Dimitrie Lecca (2 December 1832-4 July 1888) was a Moldavian-born Romanian officer and politician.

==Biography==
Born in Tecuci, he was the son of paharnic (royal cup-bearer) Gheorghe Lecca (said to be a descendant of Leca of Cătun) and of Maria Negură; he had a sister, Ruxandra, and two brothers, Ioan and Gheorghe. He studied at the École d'application de l'artillerie et du génie in Metz and at the École d'état-major in Saumur from 1852 to 1853. After returning home, he entered the Moldavian Army, soon to become the Romanian Army, and was made a major in 1863. He commanded the elite battalion that guarded the princely palace in Bucharest on the night of 22 February 1866. In cahoots with the conspirators against domnitor Alexandru Ioan Cuza, he allowed into the palace the officers who forced the ruler's abdication.

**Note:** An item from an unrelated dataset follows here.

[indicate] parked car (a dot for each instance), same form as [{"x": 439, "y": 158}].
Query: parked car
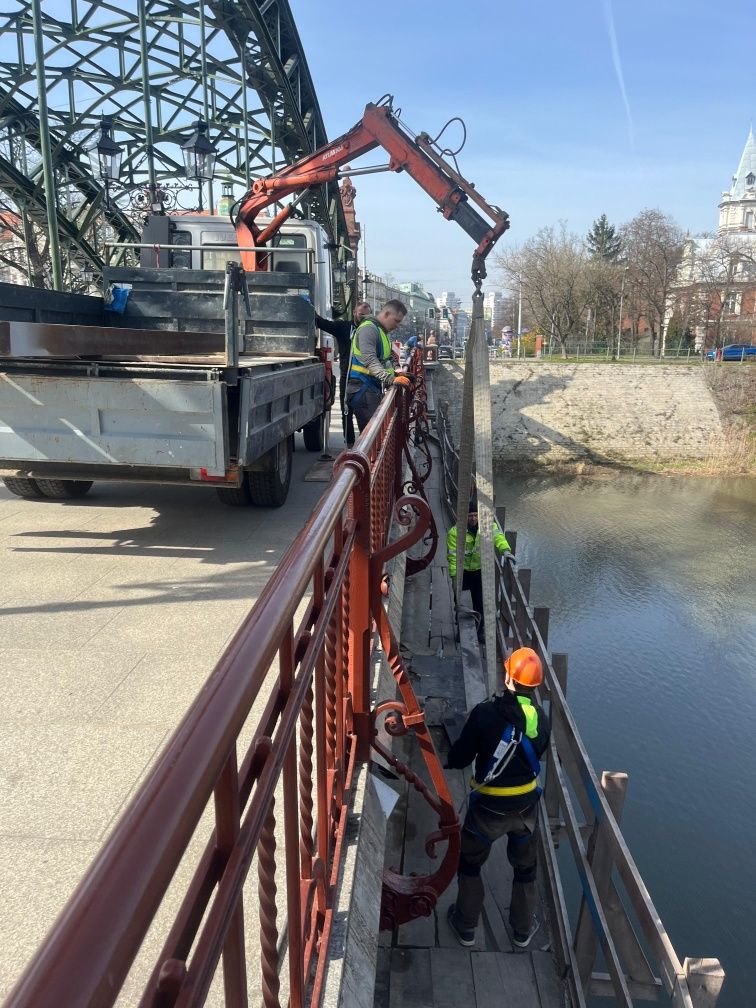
[{"x": 735, "y": 352}]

Lecca served as War Minister immediately afterward, from February to May 1866, under Ion Ghica. Promoted colonel in 1868, he resigned from the army in 1872 and entered politics. A member of the National Liberal Party founded in 1875, he was elected to the Assembly of Deputies in 1876. He returned to service to fight in the Romanian War of Independence, again serving as War Minister under Ion C. Brătianu from July 1879 to April 1880. Lecca was Assembly President twice: October 1882 to March 1883, and October 1883 until his death at Radomirești in July 1888. He was buried in the village's Dealu Mare Church; years later, Lecca's tomb was desecrated by the communist authorities, who had it covered with a floor.